Уж один-то раз, в декабре сорок первого, точно не свой сон увидела, сразу почти догадалась. Только самому прожженному кадровому шпиону или, в крайнем случае, предателю-генералу из недорезанных, как минимум, может такой кошмарный ужас привидеться. Но об этом ошибочном обмане Чайка, по правде говоря, догадалась уже потом, когда от ужаса проснулась у себя, на топчане в землянке, Муха-Мухой. Причем никакой ночной гость на этот раз никуда ей пальцами своими офицерскими не залезал, сама очнулась от этого сна кошмарного, чуждого советской девушке совершенно по своему злостному духу, вдобавок в слезах вся, — во залетела, а? Треплемся, конечно, с кем попадя, разбалтываем военную тайну налево-направо, начальство кроем на все корки, а бдительности при этом ни на грош, — вот уже и достукались, чего ж удивляться, дошли до ручки, на себя пенять надо, что уже любой диверсант может даже самому сознательному, политически безукоризненно подкованному бойцу, хоть самый лживый и очернительский сон втюхать в башку, как опилки вместо махры, даже самый паникерский и пораженческий кошмар в том числе.

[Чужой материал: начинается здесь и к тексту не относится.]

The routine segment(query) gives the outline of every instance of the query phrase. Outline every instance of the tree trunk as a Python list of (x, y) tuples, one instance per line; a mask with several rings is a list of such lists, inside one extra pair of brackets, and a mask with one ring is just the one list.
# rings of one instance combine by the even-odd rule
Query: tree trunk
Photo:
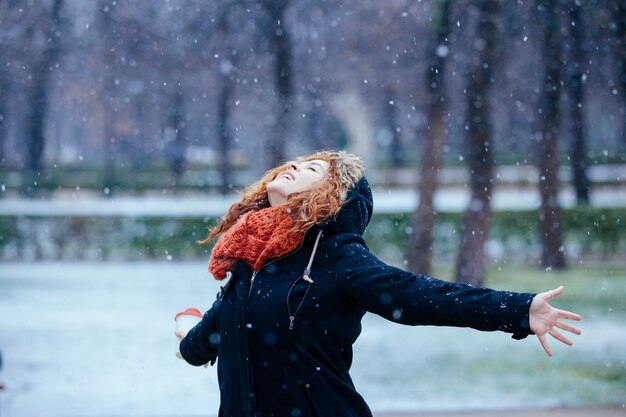
[(626, 4), (623, 0), (615, 2), (613, 22), (615, 24), (614, 51), (620, 64), (619, 79), (622, 84), (622, 144), (626, 145)]
[(43, 169), (43, 152), (45, 146), (45, 122), (48, 115), (48, 95), (50, 92), (50, 76), (52, 68), (58, 62), (61, 54), (61, 9), (63, 0), (54, 0), (49, 16), (49, 27), (46, 38), (49, 39), (48, 46), (44, 50), (38, 65), (32, 71), (32, 89), (29, 94), (28, 107), (28, 136), (26, 167), (24, 179), (24, 191), (27, 195), (32, 195), (37, 186), (37, 179), (41, 176)]
[(108, 103), (102, 103), (102, 120), (104, 121), (104, 180), (102, 183), (102, 189), (106, 196), (113, 196), (115, 190), (115, 156), (116, 156), (116, 142), (115, 137), (115, 123), (116, 116), (113, 111), (107, 105)]
[(104, 157), (104, 178), (102, 181), (102, 190), (104, 195), (113, 196), (116, 183), (116, 130), (115, 124), (117, 122), (117, 116), (115, 114), (114, 106), (114, 94), (116, 90), (115, 76), (113, 66), (115, 65), (115, 53), (111, 48), (108, 38), (109, 34), (113, 33), (113, 19), (111, 16), (112, 10), (108, 7), (108, 2), (100, 0), (98, 2), (98, 15), (97, 23), (99, 25), (99, 31), (103, 34), (102, 44), (100, 45), (99, 60), (101, 68), (103, 68), (103, 75), (100, 78), (100, 94), (98, 97), (100, 107), (100, 119), (102, 121), (102, 139), (103, 142), (103, 157)]
[(554, 0), (538, 2), (543, 24), (543, 59), (545, 74), (540, 107), (541, 133), (538, 140), (539, 234), (542, 243), (541, 262), (544, 267), (564, 268), (565, 255), (562, 250), (561, 211), (558, 201), (558, 139), (559, 98), (561, 94), (561, 40), (559, 19)]
[(387, 129), (391, 134), (390, 156), (391, 166), (401, 167), (403, 165), (402, 142), (398, 131), (398, 120), (396, 116), (396, 103), (393, 99), (393, 92), (390, 88), (385, 90), (385, 117)]
[[(471, 6), (470, 6), (471, 7)], [(485, 280), (485, 242), (491, 223), (493, 189), (492, 130), (489, 90), (498, 38), (498, 0), (482, 0), (478, 36), (471, 51), (467, 77), (467, 162), (471, 198), (463, 216), (456, 263), (458, 282), (482, 287)]]
[(232, 191), (232, 179), (231, 179), (231, 165), (230, 165), (230, 148), (231, 148), (231, 135), (229, 128), (230, 120), (230, 101), (231, 93), (233, 90), (233, 83), (231, 81), (230, 71), (222, 71), (220, 73), (221, 90), (219, 95), (218, 108), (218, 137), (219, 137), (219, 157), (218, 169), (220, 172), (220, 192), (224, 195)]
[(411, 218), (413, 232), (408, 242), (408, 266), (412, 271), (428, 274), (432, 263), (433, 226), (435, 211), (433, 197), (437, 188), (443, 145), (446, 138), (445, 92), (443, 73), (448, 55), (447, 36), (450, 31), (449, 0), (433, 3), (433, 47), (427, 76), (428, 106), (426, 141), (419, 166), (419, 205)]
[(47, 101), (47, 78), (48, 70), (37, 68), (33, 71), (36, 75), (34, 85), (30, 91), (28, 107), (28, 147), (26, 154), (26, 193), (35, 192), (37, 178), (41, 176), (42, 156), (44, 150), (44, 123), (48, 112)]
[(573, 2), (569, 9), (570, 18), (570, 65), (569, 82), (571, 137), (570, 154), (576, 201), (589, 204), (589, 179), (587, 178), (587, 152), (584, 134), (584, 91), (583, 72), (585, 53), (583, 51), (584, 28), (580, 17), (580, 4)]
[(182, 86), (177, 85), (174, 91), (172, 107), (170, 109), (169, 126), (174, 129), (174, 138), (169, 145), (169, 162), (174, 178), (174, 190), (177, 192), (180, 186), (180, 179), (185, 169), (185, 151), (187, 148), (187, 138), (185, 133), (185, 115)]
[[(0, 70), (1, 71), (1, 70)], [(9, 164), (7, 149), (7, 102), (9, 97), (9, 83), (4, 74), (0, 74), (0, 174), (5, 171)], [(2, 196), (2, 193), (0, 193)]]
[(285, 160), (285, 143), (290, 127), (293, 93), (291, 38), (285, 26), (287, 0), (268, 1), (266, 8), (270, 16), (268, 33), (274, 54), (274, 74), (278, 92), (278, 112), (273, 135), (268, 141), (268, 153), (272, 166), (278, 166)]
[(307, 112), (306, 119), (306, 137), (310, 144), (311, 149), (318, 151), (327, 147), (326, 143), (328, 139), (325, 139), (322, 134), (322, 115), (317, 102), (320, 100), (317, 87), (314, 91), (307, 89), (307, 97), (309, 101), (309, 111)]

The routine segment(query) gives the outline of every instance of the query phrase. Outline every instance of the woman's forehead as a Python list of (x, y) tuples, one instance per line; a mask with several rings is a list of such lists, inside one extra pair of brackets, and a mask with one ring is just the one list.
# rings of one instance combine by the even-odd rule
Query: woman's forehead
[(305, 164), (305, 163), (315, 163), (315, 164), (319, 164), (321, 166), (330, 166), (330, 164), (328, 163), (328, 161), (324, 160), (324, 159), (320, 159), (320, 158), (297, 158), (296, 162), (300, 163), (300, 164)]
[(324, 161), (323, 159), (309, 159), (308, 161), (304, 161), (304, 163), (308, 163), (308, 164), (318, 164), (318, 165), (321, 165), (321, 166), (323, 166), (323, 167), (330, 166), (330, 164), (328, 163), (328, 161)]

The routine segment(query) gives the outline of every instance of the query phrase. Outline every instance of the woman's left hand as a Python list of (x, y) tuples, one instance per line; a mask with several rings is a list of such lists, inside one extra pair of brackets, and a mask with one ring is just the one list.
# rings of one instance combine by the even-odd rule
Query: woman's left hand
[[(180, 331), (180, 330), (177, 330), (177, 331), (175, 331), (175, 332), (174, 332), (174, 335), (178, 338), (178, 340), (183, 340), (183, 339), (185, 338), (185, 336), (187, 336), (187, 333), (188, 333), (188, 331)], [(178, 359), (185, 360), (185, 358), (183, 358), (183, 355), (181, 355), (181, 354), (180, 354), (180, 352), (176, 352), (176, 357), (177, 357)], [(205, 363), (205, 364), (204, 364), (204, 365), (202, 365), (202, 366), (204, 366), (205, 368), (208, 368), (208, 367), (209, 367), (209, 364), (208, 364), (208, 363)]]
[(574, 344), (571, 340), (556, 330), (555, 327), (577, 335), (581, 333), (580, 329), (564, 323), (562, 319), (580, 321), (582, 320), (582, 317), (569, 311), (554, 308), (548, 303), (548, 301), (558, 297), (562, 293), (563, 286), (554, 290), (539, 293), (535, 296), (535, 298), (533, 298), (533, 301), (530, 304), (530, 330), (535, 333), (541, 343), (541, 346), (543, 347), (543, 350), (546, 351), (548, 356), (552, 356), (552, 349), (550, 349), (550, 345), (548, 345), (546, 334), (549, 334), (559, 342), (563, 342), (566, 345), (571, 346)]

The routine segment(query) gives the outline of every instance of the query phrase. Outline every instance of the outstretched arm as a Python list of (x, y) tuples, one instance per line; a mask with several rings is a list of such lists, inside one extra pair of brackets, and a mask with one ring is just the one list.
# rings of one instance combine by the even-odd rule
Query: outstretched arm
[(574, 344), (570, 339), (563, 336), (561, 332), (556, 330), (555, 327), (576, 335), (581, 334), (580, 329), (568, 323), (564, 323), (562, 320), (580, 321), (582, 320), (582, 317), (569, 311), (554, 308), (550, 305), (550, 303), (548, 303), (548, 301), (558, 297), (562, 293), (563, 286), (554, 290), (539, 293), (533, 298), (533, 301), (530, 304), (530, 329), (535, 333), (539, 339), (539, 343), (541, 343), (543, 350), (546, 351), (548, 356), (552, 356), (552, 349), (550, 349), (546, 334), (549, 334), (559, 342), (565, 343), (568, 346)]
[(385, 264), (357, 243), (342, 249), (338, 262), (347, 267), (341, 285), (352, 305), (402, 324), (500, 330), (513, 333), (515, 339), (533, 333), (529, 308), (535, 294), (414, 274)]

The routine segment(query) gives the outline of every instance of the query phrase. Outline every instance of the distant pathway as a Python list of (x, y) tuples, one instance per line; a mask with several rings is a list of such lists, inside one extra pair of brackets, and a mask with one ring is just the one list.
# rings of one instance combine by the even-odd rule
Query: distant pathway
[(540, 410), (497, 410), (376, 414), (375, 417), (623, 417), (626, 407), (551, 408)]
[[(223, 215), (237, 199), (237, 195), (193, 196), (121, 196), (105, 198), (89, 192), (76, 192), (53, 199), (0, 199), (0, 216), (170, 216), (202, 217)], [(571, 187), (559, 194), (561, 207), (572, 207), (576, 202)], [(469, 201), (469, 190), (447, 187), (435, 194), (435, 208), (440, 211), (460, 212)], [(374, 190), (376, 213), (411, 212), (419, 198), (412, 189)], [(539, 192), (534, 189), (506, 188), (494, 191), (494, 210), (532, 210), (539, 207)], [(626, 207), (626, 187), (593, 190), (594, 207)]]

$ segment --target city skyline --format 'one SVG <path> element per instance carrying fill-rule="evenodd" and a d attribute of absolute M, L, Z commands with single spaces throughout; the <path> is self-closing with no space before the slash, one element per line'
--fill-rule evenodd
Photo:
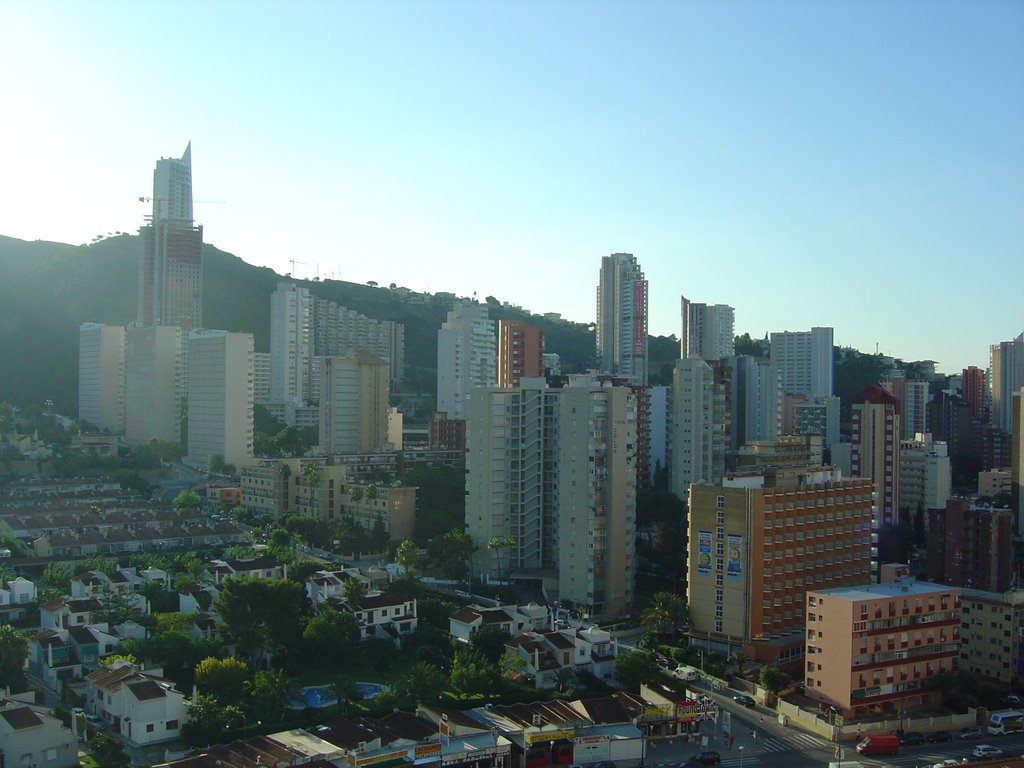
<path fill-rule="evenodd" d="M 204 240 L 299 278 L 593 322 L 600 260 L 627 252 L 655 335 L 696 296 L 739 334 L 833 327 L 952 373 L 1022 330 L 1019 4 L 43 2 L 0 23 L 21 118 L 0 234 L 135 232 L 154 159 L 191 141 Z"/>

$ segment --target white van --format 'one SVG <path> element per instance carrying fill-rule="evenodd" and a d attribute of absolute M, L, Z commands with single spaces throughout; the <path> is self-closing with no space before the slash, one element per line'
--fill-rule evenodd
<path fill-rule="evenodd" d="M 688 667 L 685 664 L 680 664 L 674 670 L 672 670 L 672 676 L 678 677 L 680 680 L 696 680 L 700 677 L 700 673 L 693 667 Z"/>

В самом-то деле, товарищи дорогие, ну где вы такое могли видеть, головой-то подумайте! Представьте только: у вас на глазах — во сне или наяву в данном случае роли не имеет, — пусть вы даже и невидимы в данный момент, но сами-то не без глаз, правда же? — и вот у вас на глазах, причем совершенно безо всякого зазрения, это хочется почему-то подчеркнуть, — простая советская старушка, в платок по глаза замотанная, да вдобавок еще горбатая от старости, ни с того ни с его хватает с кухонного стола длинный нож и спокойненько себе, как в мясном магазине, отрезает огузок у хорошенькой девочки, причем у девочки послушной, явно ни в чем не виноватой, чтобы так ее чересчур строго наказывать, в условиях, тем более, блокады города Ленина полчищами озверелых оккупантов. Девочка, кстати, тут же лежит, на кухонном столе, на боку, голенькая, только ножки босые свешиваются немного, причем и глазки открыты, и ротик — не спит. Светлые такие глазки. И зубки во рту молочные — как сахарные блестят, — слюна, значит, не пересохла, как у трупов положено, живая. А когда старушка-бабушка, вертит ее, внучку, кряхтя, с боку на бок, поудобнее, половчей перекладывает, то и ручки шевелятся, не задеревенели, и откидывается головка — с косичкой жиденькой, русой и голубым, в белый горошек, бантом, на котором наглые «семашки», вши то есть, сами вы уже поняли, вши с ее круглой головки, видны так отчетливо — сразу хочется их собрать — и в печку, несмотря что девочка, безусловно, не смогла бы все же терпеть подобную тяжелую операцию без наркоза, а значит уже все-таки, конечно, умерла, хотя и совсем недавно. Вон, кстати, на левом виске у нее пятно синее и ссадина: баловалась, видно, шалунья, упала, ударилась об угол печки, может, или там об утюг, — ну и отдала богу душу, как говорится, — не бабуля же собственную внучку порешила этим утюгом, что на столе валяется, — смех подумать! Вот и хочется Чайке собрать, значит, наглых «семашек», чтоб не ели девочку умершую, во-первых, да и по квартире не расползлись, ведь старушка-то живая, очень даже сравнительно шустрая в этом своем домашнем морге, следовательно, требуется ей, старенькой, по возможности, гигиена.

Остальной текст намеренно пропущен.